柳田:はい。たぶんこの曲を聴いたアユニさんファンの方は、“え、これがアユニの声?”と感じるんじゃないかと思うんですよ。BiSHやPEDROでのアユニさんは力強く唄っているけど、この曲での歌声は儚いので。この曲では、“ザ・アユニさん”という色を出してもらうよりも、今までとは違うアユニさんを見たかったんですよね。アユニさん自身も「こんな感じでいいんですか?」って言うくらい。なので、n-bunaさんと一緒に「もっと脱力していいですよ。何だったら、喋っているぐらいの感じで」というふうに意見を言っていきました。

──サウンドプロデュースはn-bunaさんとのことですが、演奏面はどうでしたか?

吉田:最初の頃は、楽曲のイメージが自分の中で上手くまとまっていなかったんですけど、制作しながらみんなで意見をどんどん出し合って練り上がって、最後のマスタリングで一致して。そういう進み方はコラボならではだなと思いました。

──n-bunaさん自身もギタリストですが、デモの段階でギターアレンジはどれくらい完成していたんですか?

吉田:ソロ以外はほぼ全部入っていましたね。ただ、n-bunaさんから「好き勝手にやっていいよ」って言っていただいて。

──音の隙間を活かしたアレンジだから一聴するとシンプルですけど、たとえば、裏メロを奏でるブルージーなオブリだったり、2番Aメロのヴァイオリンのピチカートのようなギターの音色だったり、結構凝ってますよね。

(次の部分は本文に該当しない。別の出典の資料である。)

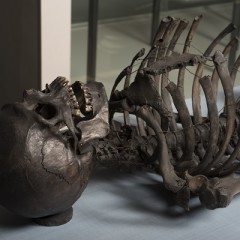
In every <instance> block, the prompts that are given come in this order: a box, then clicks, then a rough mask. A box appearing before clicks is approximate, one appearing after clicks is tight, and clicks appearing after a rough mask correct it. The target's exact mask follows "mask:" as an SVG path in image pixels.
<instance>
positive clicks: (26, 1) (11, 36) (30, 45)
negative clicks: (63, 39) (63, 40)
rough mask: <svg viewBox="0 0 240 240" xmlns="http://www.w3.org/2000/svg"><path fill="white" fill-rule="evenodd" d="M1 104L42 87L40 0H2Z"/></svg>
mask: <svg viewBox="0 0 240 240" xmlns="http://www.w3.org/2000/svg"><path fill="white" fill-rule="evenodd" d="M0 29H1V37H0V48H1V59H0V61H1V63H0V79H1V84H0V106H2V105H3V104H5V103H11V102H14V101H19V100H21V99H22V90H23V89H29V88H37V89H38V88H39V87H40V11H39V1H38V0H21V1H19V0H1V7H0Z"/></svg>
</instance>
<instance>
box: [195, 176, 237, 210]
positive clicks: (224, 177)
mask: <svg viewBox="0 0 240 240" xmlns="http://www.w3.org/2000/svg"><path fill="white" fill-rule="evenodd" d="M239 192H240V176H239V175H236V174H231V175H230V176H227V177H223V178H217V177H216V178H212V179H211V180H209V181H207V182H205V183H204V185H203V187H202V189H201V190H200V195H199V198H200V201H201V202H202V204H203V205H205V206H206V207H207V208H209V209H215V208H224V207H227V206H228V205H229V204H230V202H231V201H232V199H233V197H234V196H235V195H237V194H238V193H239Z"/></svg>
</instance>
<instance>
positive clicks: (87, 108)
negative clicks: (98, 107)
mask: <svg viewBox="0 0 240 240" xmlns="http://www.w3.org/2000/svg"><path fill="white" fill-rule="evenodd" d="M85 110H86V112H91V111H92V110H93V108H92V106H90V105H86V107H85Z"/></svg>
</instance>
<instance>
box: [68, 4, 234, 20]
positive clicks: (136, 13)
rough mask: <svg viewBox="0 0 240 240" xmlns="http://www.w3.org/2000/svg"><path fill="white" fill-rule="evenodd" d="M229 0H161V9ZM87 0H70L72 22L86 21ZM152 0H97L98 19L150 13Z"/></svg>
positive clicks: (129, 15)
mask: <svg viewBox="0 0 240 240" xmlns="http://www.w3.org/2000/svg"><path fill="white" fill-rule="evenodd" d="M223 2H229V0H161V9H162V10H172V9H179V8H182V9H183V8H188V7H194V6H201V5H208V4H217V3H223ZM88 3H89V0H72V23H79V22H86V21H87V19H88ZM152 5H153V0H99V19H109V18H110V19H111V18H119V17H128V16H133V15H140V14H145V13H150V12H151V11H152Z"/></svg>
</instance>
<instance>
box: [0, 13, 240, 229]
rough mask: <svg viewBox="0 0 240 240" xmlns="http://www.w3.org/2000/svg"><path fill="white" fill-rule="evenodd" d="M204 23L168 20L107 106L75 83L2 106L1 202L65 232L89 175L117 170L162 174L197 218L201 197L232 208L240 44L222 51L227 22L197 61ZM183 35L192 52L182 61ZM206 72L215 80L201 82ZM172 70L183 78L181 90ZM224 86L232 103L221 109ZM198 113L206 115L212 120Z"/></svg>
mask: <svg viewBox="0 0 240 240" xmlns="http://www.w3.org/2000/svg"><path fill="white" fill-rule="evenodd" d="M201 19H202V16H201V15H200V16H197V17H195V18H194V19H193V21H192V22H191V23H189V22H188V21H187V20H184V19H178V18H174V17H166V18H163V19H162V20H161V23H160V25H159V29H158V31H157V33H156V36H155V39H154V42H153V45H152V47H151V49H150V50H149V52H148V53H145V50H144V49H141V50H140V51H139V52H138V53H137V54H136V55H135V56H134V57H133V59H132V62H131V63H130V64H129V65H128V66H126V68H125V69H123V71H122V72H121V73H120V74H119V76H118V77H117V78H116V80H115V83H114V84H113V88H112V92H111V94H110V97H109V99H108V98H107V95H106V93H105V89H104V86H103V84H102V83H99V82H94V81H93V82H89V83H87V84H84V83H81V82H79V81H76V82H75V83H73V84H70V83H69V82H68V80H67V79H66V78H64V77H57V78H56V79H55V80H54V81H53V82H52V83H50V84H48V85H46V88H45V89H44V90H42V91H40V90H35V89H30V90H26V91H24V93H23V101H22V102H19V103H12V104H7V105H5V106H3V108H2V110H1V112H0V116H1V117H0V136H1V138H0V141H1V144H0V163H1V169H0V191H1V198H0V204H1V205H2V206H4V207H6V208H7V209H9V210H10V211H12V212H14V213H16V214H17V215H20V216H24V217H26V218H30V219H33V220H34V221H35V222H37V223H38V224H40V225H46V226H58V225H62V224H65V223H67V222H68V221H70V220H71V218H72V214H73V208H72V205H73V204H74V203H75V202H76V201H81V199H79V197H80V196H81V194H82V192H83V190H84V189H85V188H86V186H87V183H88V180H89V177H90V174H91V172H92V170H93V169H97V168H105V169H106V172H107V170H108V171H109V173H110V174H111V171H113V169H118V170H121V171H127V172H129V171H131V172H132V173H131V174H133V175H134V172H135V171H139V170H141V172H142V173H143V174H144V173H146V176H148V175H147V174H149V173H150V174H153V175H156V176H159V175H160V176H161V177H162V180H163V186H164V188H165V190H164V191H168V192H170V193H171V194H172V198H174V199H175V203H176V205H179V206H181V207H182V208H183V209H184V210H185V211H191V208H189V202H190V200H191V198H192V197H193V198H194V197H195V196H197V197H199V199H200V202H201V203H202V205H203V206H205V207H206V208H209V209H216V208H224V207H227V206H228V205H229V204H230V202H231V200H232V198H233V197H234V196H235V195H236V194H238V193H239V192H240V176H239V175H238V170H239V167H240V164H239V163H240V162H239V158H240V155H239V150H240V139H239V95H237V94H235V93H234V82H235V78H236V75H237V72H238V68H239V65H240V58H237V60H236V61H235V63H234V65H233V66H232V67H231V69H229V67H228V61H227V55H228V54H229V52H230V51H231V50H232V49H234V48H235V46H236V45H237V44H238V39H237V38H233V39H231V40H230V42H229V43H228V44H227V45H226V47H225V49H224V50H223V51H222V52H221V51H219V50H218V51H215V47H216V46H217V44H219V42H220V41H221V40H222V39H223V38H224V37H226V36H227V35H229V34H230V33H231V32H232V31H234V30H235V26H234V25H233V24H229V25H228V26H227V27H226V28H225V29H224V30H223V31H222V32H220V33H219V35H218V36H216V38H215V39H214V40H213V41H212V42H211V44H210V45H209V47H208V48H207V49H206V50H205V51H204V53H203V54H193V53H191V41H192V39H193V37H194V33H195V32H196V30H197V26H198V24H199V22H200V21H201ZM189 24H190V29H189V30H188V32H186V31H184V30H185V29H186V28H187V26H188V25H189ZM182 34H186V38H185V44H184V46H183V50H182V53H176V52H175V51H174V48H175V46H176V44H177V42H178V40H179V38H180V37H181V35H182ZM136 62H140V65H139V68H138V69H137V71H136V72H135V71H133V66H134V64H135V63H136ZM208 66H211V69H212V75H211V76H206V75H205V74H204V68H205V67H208ZM172 71H178V76H177V81H176V82H175V83H174V82H173V81H171V80H170V79H169V74H170V73H171V72H172ZM186 71H189V72H191V73H192V75H193V81H192V96H193V97H192V101H191V102H192V112H193V114H191V113H190V111H189V104H187V103H186V101H185V95H184V77H185V72H186ZM122 82H123V89H118V86H119V84H120V83H122ZM220 83H221V85H222V88H223V92H224V102H225V104H224V108H223V109H221V110H220V111H219V109H218V107H217V92H218V85H220ZM201 89H202V90H203V92H204V98H205V103H204V104H205V106H203V105H202V104H201V97H200V93H201ZM172 102H173V105H172ZM201 108H207V115H206V116H203V115H202V110H201ZM139 197H140V196H139ZM78 199H79V200H78ZM148 201H149V200H148Z"/></svg>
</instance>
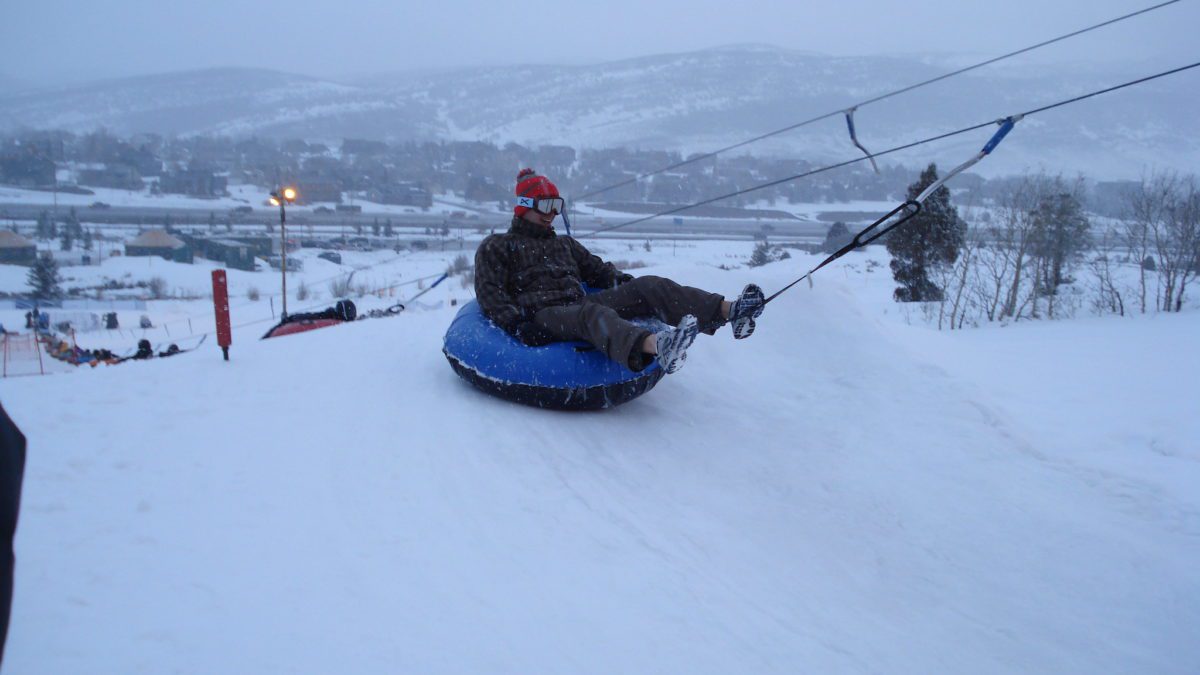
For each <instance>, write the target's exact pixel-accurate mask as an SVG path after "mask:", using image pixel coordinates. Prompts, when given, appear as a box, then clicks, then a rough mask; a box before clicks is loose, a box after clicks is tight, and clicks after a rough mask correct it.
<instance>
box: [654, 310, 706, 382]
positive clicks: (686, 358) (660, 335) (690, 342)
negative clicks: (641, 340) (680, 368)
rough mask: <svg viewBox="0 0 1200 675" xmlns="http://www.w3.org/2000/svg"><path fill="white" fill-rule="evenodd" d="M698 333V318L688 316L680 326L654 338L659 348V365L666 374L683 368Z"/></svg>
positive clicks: (668, 329) (659, 334)
mask: <svg viewBox="0 0 1200 675" xmlns="http://www.w3.org/2000/svg"><path fill="white" fill-rule="evenodd" d="M697 333H700V324H698V323H697V322H696V317H694V316H691V315H688V316H685V317H683V318H682V319H680V321H679V325H677V327H674V328H668V329H667V330H664V331H662V333H659V334H656V335H655V336H654V342H655V345H658V348H659V357H658V358H659V365H660V366H662V370H664V371H665V372H668V374H670V372H676V371H678V370H679V369H680V368H683V362H685V360H686V359H688V347H690V346H691V344H692V342H694V341H695V340H696V334H697Z"/></svg>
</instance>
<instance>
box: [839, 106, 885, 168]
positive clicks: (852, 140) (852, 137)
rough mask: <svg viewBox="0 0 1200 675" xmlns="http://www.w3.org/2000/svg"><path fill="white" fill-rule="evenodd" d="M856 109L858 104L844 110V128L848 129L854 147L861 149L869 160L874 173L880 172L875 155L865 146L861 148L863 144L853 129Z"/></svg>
mask: <svg viewBox="0 0 1200 675" xmlns="http://www.w3.org/2000/svg"><path fill="white" fill-rule="evenodd" d="M857 109H858V106H854V107H853V108H850V109H848V110H846V129H848V130H850V141H851V142H852V143H853V144H854V147H856V148H858V149H859V150H862V151H863V154H864V155H866V159H868V160H870V161H871V168H872V169H875V173H880V166H878V165H876V163H875V156H874V155H871V153H870V151H869V150H868V149H866V148H863V144H862V143H859V142H858V132H857V131H854V110H857Z"/></svg>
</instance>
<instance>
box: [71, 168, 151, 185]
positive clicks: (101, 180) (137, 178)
mask: <svg viewBox="0 0 1200 675" xmlns="http://www.w3.org/2000/svg"><path fill="white" fill-rule="evenodd" d="M79 185H88V186H91V187H115V189H118V190H142V189H143V187H145V185H144V184H143V183H142V174H140V173H138V169H136V168H133V167H132V166H128V165H109V166H107V167H106V168H100V169H82V171H80V172H79Z"/></svg>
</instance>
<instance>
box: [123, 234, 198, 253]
mask: <svg viewBox="0 0 1200 675" xmlns="http://www.w3.org/2000/svg"><path fill="white" fill-rule="evenodd" d="M125 245H126V246H140V247H143V249H181V247H182V246H184V243H182V241H181V240H179V239H178V238H175V237H172V235H170V234H167V232H164V231H162V229H148V231H145V232H143V233H142V234H138V235H137V237H134V238H133V239H131V240H128V241H126V243H125Z"/></svg>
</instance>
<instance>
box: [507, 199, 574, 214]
mask: <svg viewBox="0 0 1200 675" xmlns="http://www.w3.org/2000/svg"><path fill="white" fill-rule="evenodd" d="M517 205H518V207H524V208H527V209H534V210H536V211H539V213H544V214H552V213H558V214H560V213H563V207H564V205H565V202H564V201H563V198H562V197H551V198H547V199H534V198H533V197H517Z"/></svg>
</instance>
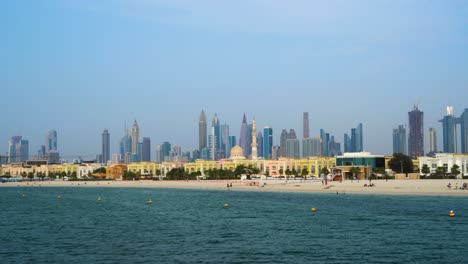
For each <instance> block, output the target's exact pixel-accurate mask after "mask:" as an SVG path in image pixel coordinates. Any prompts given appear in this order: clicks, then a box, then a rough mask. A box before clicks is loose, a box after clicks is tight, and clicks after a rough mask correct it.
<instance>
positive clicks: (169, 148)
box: [161, 142, 171, 161]
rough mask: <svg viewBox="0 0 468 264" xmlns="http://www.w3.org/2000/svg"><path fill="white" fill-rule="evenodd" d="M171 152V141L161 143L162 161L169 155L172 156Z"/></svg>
mask: <svg viewBox="0 0 468 264" xmlns="http://www.w3.org/2000/svg"><path fill="white" fill-rule="evenodd" d="M170 153H171V143H169V142H164V143H163V144H162V145H161V159H162V161H165V160H166V159H167V158H168V157H170Z"/></svg>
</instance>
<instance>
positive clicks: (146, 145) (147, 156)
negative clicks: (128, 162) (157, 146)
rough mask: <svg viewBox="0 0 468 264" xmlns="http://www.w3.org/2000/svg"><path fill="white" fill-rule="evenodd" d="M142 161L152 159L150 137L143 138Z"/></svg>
mask: <svg viewBox="0 0 468 264" xmlns="http://www.w3.org/2000/svg"><path fill="white" fill-rule="evenodd" d="M141 161H151V139H150V138H149V137H144V138H143V143H142V147H141Z"/></svg>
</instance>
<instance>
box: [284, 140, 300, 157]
mask: <svg viewBox="0 0 468 264" xmlns="http://www.w3.org/2000/svg"><path fill="white" fill-rule="evenodd" d="M300 153H301V150H300V143H299V139H297V138H290V139H288V140H286V156H287V157H289V158H296V159H298V158H300Z"/></svg>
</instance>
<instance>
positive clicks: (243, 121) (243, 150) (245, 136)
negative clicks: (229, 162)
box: [239, 113, 250, 158]
mask: <svg viewBox="0 0 468 264" xmlns="http://www.w3.org/2000/svg"><path fill="white" fill-rule="evenodd" d="M249 138H250V135H249V126H248V124H247V118H246V117H245V113H244V117H243V119H242V126H241V134H240V138H239V145H240V147H241V148H242V150H243V151H244V156H245V157H246V158H248V157H249V152H250V151H249V149H250V144H249Z"/></svg>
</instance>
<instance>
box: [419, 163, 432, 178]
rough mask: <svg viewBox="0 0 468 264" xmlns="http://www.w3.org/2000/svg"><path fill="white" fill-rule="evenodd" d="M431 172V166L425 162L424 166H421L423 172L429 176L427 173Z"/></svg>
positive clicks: (424, 175) (422, 171) (422, 172)
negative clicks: (429, 165)
mask: <svg viewBox="0 0 468 264" xmlns="http://www.w3.org/2000/svg"><path fill="white" fill-rule="evenodd" d="M430 172H431V169H430V168H429V166H427V164H424V165H423V167H422V168H421V173H423V174H424V176H425V177H427V174H429V173H430Z"/></svg>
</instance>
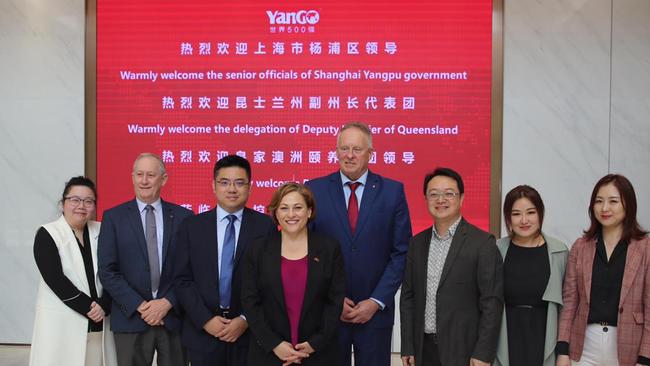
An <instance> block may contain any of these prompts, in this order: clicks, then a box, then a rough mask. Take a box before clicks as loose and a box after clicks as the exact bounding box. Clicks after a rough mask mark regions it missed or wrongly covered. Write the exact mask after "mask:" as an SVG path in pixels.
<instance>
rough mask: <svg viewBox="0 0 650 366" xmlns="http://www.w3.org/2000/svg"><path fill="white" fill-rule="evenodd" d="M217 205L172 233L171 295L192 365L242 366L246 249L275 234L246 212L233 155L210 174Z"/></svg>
mask: <svg viewBox="0 0 650 366" xmlns="http://www.w3.org/2000/svg"><path fill="white" fill-rule="evenodd" d="M213 179H214V180H213V182H212V183H213V189H214V195H215V196H216V198H217V206H216V207H215V208H214V209H212V210H210V211H208V212H204V213H202V214H200V215H198V216H194V217H192V218H190V219H187V220H185V222H184V223H183V225H182V226H181V229H180V230H179V233H178V244H177V245H178V252H177V257H176V269H177V272H176V287H175V290H176V295H177V297H178V300H179V302H180V303H181V306H182V307H183V309H184V310H185V318H184V320H183V330H182V341H183V344H184V345H185V346H186V347H187V349H188V354H189V359H190V362H191V363H192V366H203V365H206V366H207V365H220V366H235V365H236V366H245V365H246V359H247V358H246V356H247V353H248V342H249V335H248V334H249V333H250V332H247V329H248V323H247V322H246V318H245V316H244V315H242V309H241V281H242V273H241V271H242V270H241V268H242V266H241V265H240V264H239V263H240V261H241V258H242V255H243V253H244V252H245V250H246V248H247V246H248V245H249V244H250V243H251V242H252V241H254V240H255V239H258V238H260V237H264V236H266V235H267V234H268V233H270V232H272V231H274V230H275V225H274V224H273V222H272V221H271V218H270V217H269V216H267V215H264V214H261V213H259V212H256V211H253V210H251V209H249V208H246V207H245V205H246V200H247V199H248V195H249V193H250V189H251V167H250V164H249V162H248V161H247V160H246V159H244V158H242V157H240V156H237V155H229V156H226V157H224V158H222V159H221V160H219V161H218V162H217V163H216V164H215V166H214V171H213Z"/></svg>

吉田:ディレイで飛ばしている部分ですよね。そういうのもn-bunaさんと話し合いながら考えていって。n-bunaさんって根っこはギター少年だと思うんですよ。コードに合わせてフレーズを展開させていくようなこだわりがあったり。だから、ギターのフレーズはオーダーに合わせて細かく変えていったんですけど、そのオーダーからn-bunaさんのこだわりが見えたので、僕としてはそれを受け入れて、どっぷり浸かるような感じで。

──となると、自分の引き出しが増えた感覚もあるのでは?

吉田:そうですね。それがすごくよかったです。